Supervised ML is given a dataset with a “target variable” and “input variables.” A modeling algorithm automatically generates a model (a formula or ruleset), which establishes a relationship between the target and some or all of the input variables. There are anywhere from one to many algorithms per use case.
1,000 driverless cars are all hooked up so learning from one gets communicated to the others.
If we have three years of fraud data, we should present it all to the algorithm. However, we need to remember, when doing supervised learning with historical data, it’s only going to degrade.
Virtually everything becomes supervised learning with binary communication because we want to make better decisions. It’s harder to come up with an intervention strategy for next medical diagnosis code versus admit/readmit in healthcare. This is why problem definition is important. A simple decision tree or regression can be good because a black box model may not be suitable.
Then what is unsupervised learning? Not having a target is not sufficient. What makes it unsupervised is when the whole model being right or wrong does not apply.
All unsupervised learning is, is finding natural groupings and determining if they are common or rare.
Watch Malcolm Gladwell TedTalk on spaghetti sauce. One-third of Americans prefer chunks of vegetables in their spaghetti sauce. They discovered something they were not looking for.
Computers “teaching themselves?” Google brain has gone from “diagonal line mode” to “cat mode” to “face mode.” Data is getting more granular.
If I have three billion transactions, should I sample some of the transactions? How can you randomly select when you don’t know what transactions they belong to? Active customers from the previous year? You cannot run into too many rows; however, you typically run too few.
Deep learning tells different stories with tens or hundreds of millions of rows of data.
All roads lead to binary classification. Most solutions are ultimately deployed as classification models.
Real world deployed solutions are not one model, they are a series of models.
Predictive analytics is the selection and analysis of historical data, accumulated during the normal course of doing business. Predictive models are built by finding and confirming previously unknown patterns, deploying models, and scoring the current data to make measurably better data-driven decisions.
Now HR and middle managers are emphasizing the programming side with R, Python, and other tools.
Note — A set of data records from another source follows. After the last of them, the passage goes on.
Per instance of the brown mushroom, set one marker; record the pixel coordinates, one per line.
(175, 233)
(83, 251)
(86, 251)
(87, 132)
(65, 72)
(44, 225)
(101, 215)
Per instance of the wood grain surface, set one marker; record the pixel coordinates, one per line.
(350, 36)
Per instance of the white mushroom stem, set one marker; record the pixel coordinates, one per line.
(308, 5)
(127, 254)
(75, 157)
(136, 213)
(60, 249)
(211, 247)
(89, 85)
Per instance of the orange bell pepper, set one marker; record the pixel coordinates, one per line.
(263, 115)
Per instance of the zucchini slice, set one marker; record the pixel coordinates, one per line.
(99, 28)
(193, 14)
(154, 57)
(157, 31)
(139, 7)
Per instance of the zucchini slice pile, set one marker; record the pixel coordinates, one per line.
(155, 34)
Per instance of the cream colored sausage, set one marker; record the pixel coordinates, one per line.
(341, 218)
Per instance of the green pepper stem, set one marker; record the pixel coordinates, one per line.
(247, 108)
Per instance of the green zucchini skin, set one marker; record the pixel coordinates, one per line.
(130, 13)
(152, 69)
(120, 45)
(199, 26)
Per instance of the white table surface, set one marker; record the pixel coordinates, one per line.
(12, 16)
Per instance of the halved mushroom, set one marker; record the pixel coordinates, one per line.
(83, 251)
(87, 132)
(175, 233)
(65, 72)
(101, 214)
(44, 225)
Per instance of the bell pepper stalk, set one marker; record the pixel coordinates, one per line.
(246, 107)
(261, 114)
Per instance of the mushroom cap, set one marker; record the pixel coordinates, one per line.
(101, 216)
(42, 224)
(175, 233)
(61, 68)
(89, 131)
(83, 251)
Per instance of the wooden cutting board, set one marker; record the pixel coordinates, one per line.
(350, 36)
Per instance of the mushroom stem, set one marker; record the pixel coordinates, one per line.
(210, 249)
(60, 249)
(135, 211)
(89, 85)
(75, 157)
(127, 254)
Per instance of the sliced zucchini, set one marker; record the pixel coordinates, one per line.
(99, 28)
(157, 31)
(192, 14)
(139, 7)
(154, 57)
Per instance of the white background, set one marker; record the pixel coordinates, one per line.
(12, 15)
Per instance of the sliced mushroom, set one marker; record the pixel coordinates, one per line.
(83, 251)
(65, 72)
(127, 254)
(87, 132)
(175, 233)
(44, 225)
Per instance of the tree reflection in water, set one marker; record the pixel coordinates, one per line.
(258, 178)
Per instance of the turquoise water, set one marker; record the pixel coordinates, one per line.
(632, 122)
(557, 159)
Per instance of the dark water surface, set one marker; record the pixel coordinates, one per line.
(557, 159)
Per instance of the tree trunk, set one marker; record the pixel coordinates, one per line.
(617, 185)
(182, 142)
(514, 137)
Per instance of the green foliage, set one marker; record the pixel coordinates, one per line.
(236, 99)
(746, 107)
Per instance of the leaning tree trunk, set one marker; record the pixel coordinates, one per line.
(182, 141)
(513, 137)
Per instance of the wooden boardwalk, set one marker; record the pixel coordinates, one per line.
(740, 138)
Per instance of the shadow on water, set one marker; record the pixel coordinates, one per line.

How do we use point-of-sale (POS), healthcare, and transactional data that has not been perfectly defined? We need to be thoughtful about what data is relevant or applies. More is not necessarily better if it includes cases that will not be recorded at closing (i.e., death). Features need to be dynamic in nature.
Translate into a predictive analytics problem. Most predictive analytics models produce a propensity score for a specific decision. It determines which outcome is most likely.
You need a plausible scenario to deploy the model. Start with plausible deployment scenarios. If you get insights on the side, that’s great.
Data -> Models -> Scores = the goals
Know how you’re going to use your findings upfront.
Know that the minimum number of records to score is one.
Model building is not computationally complex.
How often you run the model depends on how much the variables are changing.
Decisions are driven by data and scores, equations, and rule sets.
PMML stands for predictive modeling markup language and has been around for 20 years. Most languages are PMML compatible.
Landline churn in the 1980’s was one of the first big uses of data mining.
After the model is built, how much is the process like the scientific method? There is no statement of the hypothesis. There are mostly yes/no questions in statistics. Revisit the KPI’s of the business that drove the project in the first place.
Perform an initial cost-benefit analysis:
- Start with what you know.
- Estimate the annual dollar cost of the problem.
- Is the potential solution a big enough project to justify a team’s effort?
If you don’t have the opportunity to save the company at least $1 million, it’s not worth pursuing an AI/ML solution because that’s how much time and money will go into building an AI/ML team.